Simple Caching approach

Ruben.Varela · October 27, 2021, 1:56am

I have some tables with quite a bit of data that I have to transform in some ways. The way the data has to be transformed is not the quickest. I decided to build a quick caching layer.

Before the code, fair warning. This is my first application on Anvil and I’m not an expert for sure on internals. But this has been great for my use case.

Server code,

def cache_get(key: str = '', default=False):
  '''
  :param key: Unique key identifying the cached record to pull
  :param default: Optional default value returned. False by default
  :return: False or default if no data. Cached string by default
  '''
  if not key:
    return default

  result = app_tables.cache_data.search(cache_id=key)
  if len(result) == 0:  # if no result, return default
    return default
  elif len(result) > 1:  # if more than 1 result, delete all and return default
    for row in result:
      row.delete()
      return default

  for x in result:
    return x['data']


def cache_set(key: str = '', payload: str = ''):
  '''
  :param key: Key under which to store the cache. Has to be unique. Prefix with func name, class name, or user id
  :param payload: A string representation of what needs to be cached. Can be a JSON for example
  :return: Bool: True if it cached it. False if it didn't or on error.
  '''
  if not key or not payload:
    return False

  if not isinstance(key, str):
    print('cache_set: Key is not a string')

  if not isinstance(payload, str):
    print('cache_set: Payload is not a string')
    return False

  try:
    result = app_tables.cache_data.search(cache_id=key)
    for row in result:
      row.delete()
    app_tables.cache_data.add_row(cache_id = key, data = payload, last_updated = datetime.now())
    return True
  except Exception as e:
    print(e)
    return False

cache_data table is,

cache_id: Text
data: Text
last_updated: Date and Time

The server side functions are simple. The setter takes an ID (string) and a Payload (string). The idea is you can serialize somehow your data and store it. If it’s user data, add the user id as part of the ID. For simple data types, I’m simply storing a JSON representation (json.dumps())

def some_function():
  c_data.= cache_get('someid')
  if c_data:
    return json.loads(c_data)

  //expensive calls/transformations
  some_var = [1,2,3,4,5,6,7,8,9]

  c_data = json.dumps(some_var)
  cache_set('someid', c_data)
  return some_var

Right now I’m storing the date/time when the row is added. Thinking I can add extra code on cache_get() to delete the entry and return false if it’s older than X .

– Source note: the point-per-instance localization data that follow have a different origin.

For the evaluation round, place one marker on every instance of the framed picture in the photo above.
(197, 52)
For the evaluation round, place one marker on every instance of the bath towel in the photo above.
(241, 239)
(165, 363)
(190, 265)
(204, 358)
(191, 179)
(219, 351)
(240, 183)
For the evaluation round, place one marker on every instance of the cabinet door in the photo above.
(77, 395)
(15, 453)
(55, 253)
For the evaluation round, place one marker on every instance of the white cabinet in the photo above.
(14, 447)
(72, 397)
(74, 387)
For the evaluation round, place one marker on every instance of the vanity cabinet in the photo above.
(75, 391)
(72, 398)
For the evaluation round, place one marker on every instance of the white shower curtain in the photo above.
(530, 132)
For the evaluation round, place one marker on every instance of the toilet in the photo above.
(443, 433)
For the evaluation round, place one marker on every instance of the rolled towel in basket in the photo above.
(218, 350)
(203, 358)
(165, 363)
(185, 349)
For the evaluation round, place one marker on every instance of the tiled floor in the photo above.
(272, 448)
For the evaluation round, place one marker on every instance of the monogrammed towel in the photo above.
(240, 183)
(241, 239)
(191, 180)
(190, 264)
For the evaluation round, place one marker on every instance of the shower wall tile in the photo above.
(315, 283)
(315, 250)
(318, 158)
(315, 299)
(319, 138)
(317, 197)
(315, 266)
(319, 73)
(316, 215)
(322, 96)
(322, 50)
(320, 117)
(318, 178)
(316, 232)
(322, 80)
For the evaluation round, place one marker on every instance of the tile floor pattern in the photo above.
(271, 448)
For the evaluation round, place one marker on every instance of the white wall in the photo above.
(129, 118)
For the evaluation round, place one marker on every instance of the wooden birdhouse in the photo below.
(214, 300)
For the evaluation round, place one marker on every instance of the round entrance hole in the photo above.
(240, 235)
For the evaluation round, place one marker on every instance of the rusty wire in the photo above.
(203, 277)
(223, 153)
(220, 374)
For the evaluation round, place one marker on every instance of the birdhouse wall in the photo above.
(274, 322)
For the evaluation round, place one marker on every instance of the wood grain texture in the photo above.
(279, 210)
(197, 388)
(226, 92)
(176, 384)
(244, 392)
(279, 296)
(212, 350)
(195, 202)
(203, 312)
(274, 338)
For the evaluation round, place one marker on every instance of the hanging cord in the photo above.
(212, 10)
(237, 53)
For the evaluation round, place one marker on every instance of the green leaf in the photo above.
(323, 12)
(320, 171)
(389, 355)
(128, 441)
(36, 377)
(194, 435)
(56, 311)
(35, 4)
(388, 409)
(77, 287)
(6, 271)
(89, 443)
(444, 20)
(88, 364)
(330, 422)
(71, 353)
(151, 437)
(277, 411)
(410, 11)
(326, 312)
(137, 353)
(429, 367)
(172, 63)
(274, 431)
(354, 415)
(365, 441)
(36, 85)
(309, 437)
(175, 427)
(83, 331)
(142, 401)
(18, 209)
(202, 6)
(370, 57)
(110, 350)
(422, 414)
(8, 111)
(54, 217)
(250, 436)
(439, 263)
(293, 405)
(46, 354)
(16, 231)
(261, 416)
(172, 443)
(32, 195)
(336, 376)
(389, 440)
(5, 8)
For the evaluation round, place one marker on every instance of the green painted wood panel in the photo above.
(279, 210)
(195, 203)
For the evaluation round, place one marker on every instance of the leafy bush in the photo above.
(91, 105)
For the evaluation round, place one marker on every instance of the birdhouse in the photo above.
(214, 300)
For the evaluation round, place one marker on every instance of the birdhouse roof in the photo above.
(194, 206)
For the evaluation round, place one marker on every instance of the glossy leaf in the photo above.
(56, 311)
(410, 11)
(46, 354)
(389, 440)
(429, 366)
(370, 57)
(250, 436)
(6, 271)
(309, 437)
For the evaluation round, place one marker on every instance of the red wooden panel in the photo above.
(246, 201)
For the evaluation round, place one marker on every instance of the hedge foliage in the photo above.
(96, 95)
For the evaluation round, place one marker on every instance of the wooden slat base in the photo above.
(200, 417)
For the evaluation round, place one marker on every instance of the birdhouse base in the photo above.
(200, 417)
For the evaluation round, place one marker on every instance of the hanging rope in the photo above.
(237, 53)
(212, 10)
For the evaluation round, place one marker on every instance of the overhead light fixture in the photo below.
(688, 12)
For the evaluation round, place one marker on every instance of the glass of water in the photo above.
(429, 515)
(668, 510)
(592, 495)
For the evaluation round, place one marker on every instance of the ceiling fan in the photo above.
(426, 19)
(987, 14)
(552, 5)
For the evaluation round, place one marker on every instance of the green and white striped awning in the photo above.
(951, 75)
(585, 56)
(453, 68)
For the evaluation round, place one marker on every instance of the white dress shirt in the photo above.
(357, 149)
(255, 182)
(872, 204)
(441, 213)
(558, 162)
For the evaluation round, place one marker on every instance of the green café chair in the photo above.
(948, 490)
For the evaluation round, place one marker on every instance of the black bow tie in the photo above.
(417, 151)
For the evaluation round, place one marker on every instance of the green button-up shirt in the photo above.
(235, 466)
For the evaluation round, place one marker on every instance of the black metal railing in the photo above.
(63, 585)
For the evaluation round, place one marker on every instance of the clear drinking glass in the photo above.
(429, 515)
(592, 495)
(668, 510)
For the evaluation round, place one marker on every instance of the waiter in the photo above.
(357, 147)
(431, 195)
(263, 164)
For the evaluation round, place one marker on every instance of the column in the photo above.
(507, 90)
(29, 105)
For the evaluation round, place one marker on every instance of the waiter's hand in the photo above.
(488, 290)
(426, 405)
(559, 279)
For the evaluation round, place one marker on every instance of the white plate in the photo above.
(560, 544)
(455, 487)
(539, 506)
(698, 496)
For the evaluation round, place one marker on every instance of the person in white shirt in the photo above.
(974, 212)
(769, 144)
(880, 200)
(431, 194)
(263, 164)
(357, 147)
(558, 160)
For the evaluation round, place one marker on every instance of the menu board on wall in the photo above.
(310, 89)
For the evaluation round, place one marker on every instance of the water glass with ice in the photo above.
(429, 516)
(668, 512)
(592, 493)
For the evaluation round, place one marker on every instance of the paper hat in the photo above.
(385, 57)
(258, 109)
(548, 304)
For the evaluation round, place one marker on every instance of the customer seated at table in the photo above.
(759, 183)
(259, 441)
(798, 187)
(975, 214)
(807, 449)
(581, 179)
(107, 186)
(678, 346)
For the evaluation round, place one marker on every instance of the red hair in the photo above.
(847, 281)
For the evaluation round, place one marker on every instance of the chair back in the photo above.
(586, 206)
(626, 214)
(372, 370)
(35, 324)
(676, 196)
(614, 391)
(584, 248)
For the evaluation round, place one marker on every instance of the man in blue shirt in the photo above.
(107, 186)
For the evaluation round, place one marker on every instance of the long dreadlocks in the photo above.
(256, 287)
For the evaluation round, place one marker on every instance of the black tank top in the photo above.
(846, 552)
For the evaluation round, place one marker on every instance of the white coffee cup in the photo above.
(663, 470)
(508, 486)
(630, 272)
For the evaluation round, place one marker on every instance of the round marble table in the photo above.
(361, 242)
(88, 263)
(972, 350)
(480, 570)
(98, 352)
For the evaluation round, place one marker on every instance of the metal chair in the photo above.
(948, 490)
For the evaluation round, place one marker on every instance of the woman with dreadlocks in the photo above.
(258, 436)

Anyway, hope it helps others and I’d appreciate feedback!

robert · October 27, 2021, 9:58am

Cool. I thought it would be client side caching when I saw the title, and was pleasantly surprised to see a server approach.

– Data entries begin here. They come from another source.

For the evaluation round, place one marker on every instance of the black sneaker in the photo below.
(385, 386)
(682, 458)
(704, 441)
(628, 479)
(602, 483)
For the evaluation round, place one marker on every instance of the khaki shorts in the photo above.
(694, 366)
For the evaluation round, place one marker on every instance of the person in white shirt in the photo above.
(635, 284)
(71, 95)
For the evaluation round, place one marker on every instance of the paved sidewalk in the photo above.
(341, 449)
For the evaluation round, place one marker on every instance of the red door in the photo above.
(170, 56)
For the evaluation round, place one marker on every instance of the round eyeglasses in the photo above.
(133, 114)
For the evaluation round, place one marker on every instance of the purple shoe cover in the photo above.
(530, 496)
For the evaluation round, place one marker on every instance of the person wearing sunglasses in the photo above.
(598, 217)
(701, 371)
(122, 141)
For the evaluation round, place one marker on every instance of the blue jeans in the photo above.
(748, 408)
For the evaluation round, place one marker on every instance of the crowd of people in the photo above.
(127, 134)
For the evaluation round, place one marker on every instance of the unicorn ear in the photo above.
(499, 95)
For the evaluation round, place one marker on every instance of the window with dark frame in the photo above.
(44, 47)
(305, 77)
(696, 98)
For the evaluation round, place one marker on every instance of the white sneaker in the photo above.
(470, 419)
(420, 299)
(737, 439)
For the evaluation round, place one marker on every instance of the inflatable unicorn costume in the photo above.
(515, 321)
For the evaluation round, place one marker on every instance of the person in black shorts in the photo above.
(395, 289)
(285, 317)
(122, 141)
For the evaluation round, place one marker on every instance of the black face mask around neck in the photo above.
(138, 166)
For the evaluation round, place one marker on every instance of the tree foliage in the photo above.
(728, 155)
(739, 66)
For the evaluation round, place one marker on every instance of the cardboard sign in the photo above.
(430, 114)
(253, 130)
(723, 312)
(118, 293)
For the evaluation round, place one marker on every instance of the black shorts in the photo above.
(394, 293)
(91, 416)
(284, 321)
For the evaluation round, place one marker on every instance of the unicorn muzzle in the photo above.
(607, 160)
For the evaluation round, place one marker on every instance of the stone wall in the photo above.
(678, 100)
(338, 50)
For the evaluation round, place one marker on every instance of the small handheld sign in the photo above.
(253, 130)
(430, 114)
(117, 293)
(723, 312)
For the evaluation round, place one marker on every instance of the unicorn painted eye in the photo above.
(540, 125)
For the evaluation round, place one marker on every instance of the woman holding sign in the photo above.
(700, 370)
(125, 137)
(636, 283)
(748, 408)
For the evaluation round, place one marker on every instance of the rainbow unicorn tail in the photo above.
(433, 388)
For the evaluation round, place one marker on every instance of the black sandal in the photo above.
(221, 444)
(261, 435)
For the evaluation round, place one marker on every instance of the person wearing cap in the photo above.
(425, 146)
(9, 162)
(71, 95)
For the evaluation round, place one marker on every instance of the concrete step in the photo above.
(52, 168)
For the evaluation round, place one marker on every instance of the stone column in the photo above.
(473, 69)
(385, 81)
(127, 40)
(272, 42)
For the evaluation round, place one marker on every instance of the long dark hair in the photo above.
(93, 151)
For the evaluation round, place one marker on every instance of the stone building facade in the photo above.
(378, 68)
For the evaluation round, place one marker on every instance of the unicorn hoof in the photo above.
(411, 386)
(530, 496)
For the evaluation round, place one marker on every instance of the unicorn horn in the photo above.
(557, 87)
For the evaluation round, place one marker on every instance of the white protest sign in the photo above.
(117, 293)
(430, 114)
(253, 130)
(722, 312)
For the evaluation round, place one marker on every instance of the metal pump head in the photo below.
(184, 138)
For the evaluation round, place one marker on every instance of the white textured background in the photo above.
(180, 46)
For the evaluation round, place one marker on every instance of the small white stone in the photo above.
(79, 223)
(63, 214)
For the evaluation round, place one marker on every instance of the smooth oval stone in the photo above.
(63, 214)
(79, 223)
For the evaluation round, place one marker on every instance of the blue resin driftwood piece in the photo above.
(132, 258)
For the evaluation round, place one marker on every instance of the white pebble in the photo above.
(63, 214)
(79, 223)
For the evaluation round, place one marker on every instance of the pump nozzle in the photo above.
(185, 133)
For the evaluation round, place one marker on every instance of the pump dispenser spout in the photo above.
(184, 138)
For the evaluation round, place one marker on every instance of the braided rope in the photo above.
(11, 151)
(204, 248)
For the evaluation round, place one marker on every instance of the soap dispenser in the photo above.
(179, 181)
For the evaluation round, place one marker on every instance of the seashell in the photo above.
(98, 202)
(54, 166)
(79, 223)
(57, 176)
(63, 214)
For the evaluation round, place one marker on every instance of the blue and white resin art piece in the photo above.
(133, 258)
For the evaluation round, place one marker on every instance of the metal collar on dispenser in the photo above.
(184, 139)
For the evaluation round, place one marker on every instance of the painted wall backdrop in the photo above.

Is this cache called by a client or run on some schedule?

Also, do you have a strategy for cache invalidation?

Ruben.Varela · October 27, 2021, 12:40pm

The way I have it setup is with the client calls a server side function.

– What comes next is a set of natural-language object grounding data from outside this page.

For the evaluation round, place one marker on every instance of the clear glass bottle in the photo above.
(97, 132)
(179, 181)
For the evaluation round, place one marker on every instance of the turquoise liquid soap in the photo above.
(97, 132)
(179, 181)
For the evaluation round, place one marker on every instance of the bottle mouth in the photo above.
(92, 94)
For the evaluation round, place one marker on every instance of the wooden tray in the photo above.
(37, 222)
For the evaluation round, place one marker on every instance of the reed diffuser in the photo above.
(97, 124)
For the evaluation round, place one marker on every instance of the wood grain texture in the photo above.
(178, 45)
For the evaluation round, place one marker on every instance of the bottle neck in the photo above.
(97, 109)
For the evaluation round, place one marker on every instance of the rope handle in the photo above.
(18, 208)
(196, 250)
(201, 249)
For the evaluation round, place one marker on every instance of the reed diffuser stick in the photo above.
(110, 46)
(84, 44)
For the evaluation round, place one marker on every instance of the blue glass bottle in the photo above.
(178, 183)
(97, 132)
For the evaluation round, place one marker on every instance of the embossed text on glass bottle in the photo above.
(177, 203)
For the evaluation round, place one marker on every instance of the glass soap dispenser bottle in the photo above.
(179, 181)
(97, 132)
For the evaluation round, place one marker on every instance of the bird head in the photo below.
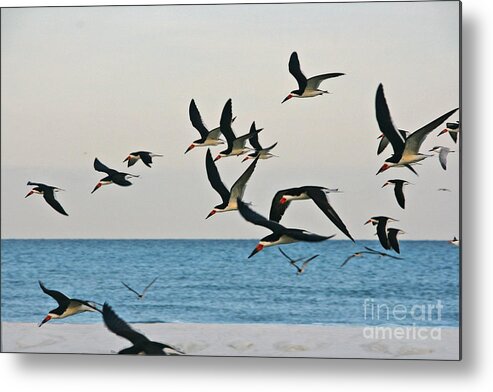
(257, 249)
(98, 185)
(288, 97)
(211, 213)
(190, 147)
(46, 319)
(384, 167)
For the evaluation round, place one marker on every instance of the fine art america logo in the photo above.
(398, 313)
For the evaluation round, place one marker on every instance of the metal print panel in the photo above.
(273, 180)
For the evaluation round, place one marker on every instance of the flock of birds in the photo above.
(406, 152)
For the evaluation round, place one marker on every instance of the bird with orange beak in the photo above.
(406, 151)
(66, 306)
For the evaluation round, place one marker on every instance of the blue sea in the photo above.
(213, 281)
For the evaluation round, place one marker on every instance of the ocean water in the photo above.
(212, 281)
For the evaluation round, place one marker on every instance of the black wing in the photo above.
(257, 219)
(295, 70)
(399, 193)
(393, 242)
(118, 326)
(196, 120)
(62, 299)
(277, 208)
(225, 123)
(215, 178)
(382, 234)
(414, 141)
(321, 200)
(102, 168)
(146, 158)
(254, 138)
(385, 122)
(49, 196)
(384, 142)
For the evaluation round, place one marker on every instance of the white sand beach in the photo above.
(241, 340)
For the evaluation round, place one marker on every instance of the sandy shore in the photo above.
(241, 340)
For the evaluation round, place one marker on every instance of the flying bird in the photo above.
(306, 87)
(299, 270)
(280, 234)
(406, 152)
(113, 176)
(318, 194)
(262, 153)
(207, 138)
(236, 145)
(384, 142)
(442, 155)
(237, 190)
(48, 193)
(381, 223)
(398, 190)
(140, 296)
(140, 343)
(146, 157)
(452, 129)
(66, 306)
(392, 238)
(370, 252)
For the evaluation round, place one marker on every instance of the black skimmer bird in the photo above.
(452, 129)
(207, 138)
(113, 176)
(262, 153)
(237, 190)
(318, 194)
(299, 270)
(236, 145)
(306, 87)
(455, 242)
(442, 155)
(392, 238)
(406, 151)
(398, 190)
(370, 252)
(140, 344)
(381, 223)
(140, 296)
(66, 306)
(280, 234)
(146, 157)
(384, 142)
(48, 193)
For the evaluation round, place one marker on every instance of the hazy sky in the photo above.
(80, 83)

The server side function uses the cache calls to see if the data is already cached. If not, it executes the code, caches it and returns the data.

The next time the function is called, the cache is set and it will just return that without executing the expensive code.

–

Regarding cache invalidation, I don’t have a strategy right now implemented, but I have 2 approaches I’m thinking about.

First, I set a global max time for caching. Let’s say 4 hours. On cache_get(), I load the data, check the time column that’s set and if it’s older than 4 hours, it deletes the row, and returns false/default so the function executes the original code and caches it again.

Second, on cache_set() I add a third and optional argument, something like TTL, where you can send the time it should expire. Then instead of saving the time the record is created, we send the time it should expire. Then on cache_get(), If current time is older than time saved, the row gets deleted and false/default is returned so the original code can be executed.

First one is where I was going originally, but the second one I think might be better. And not having made a decision, that’s why I haven’t implemented it yet.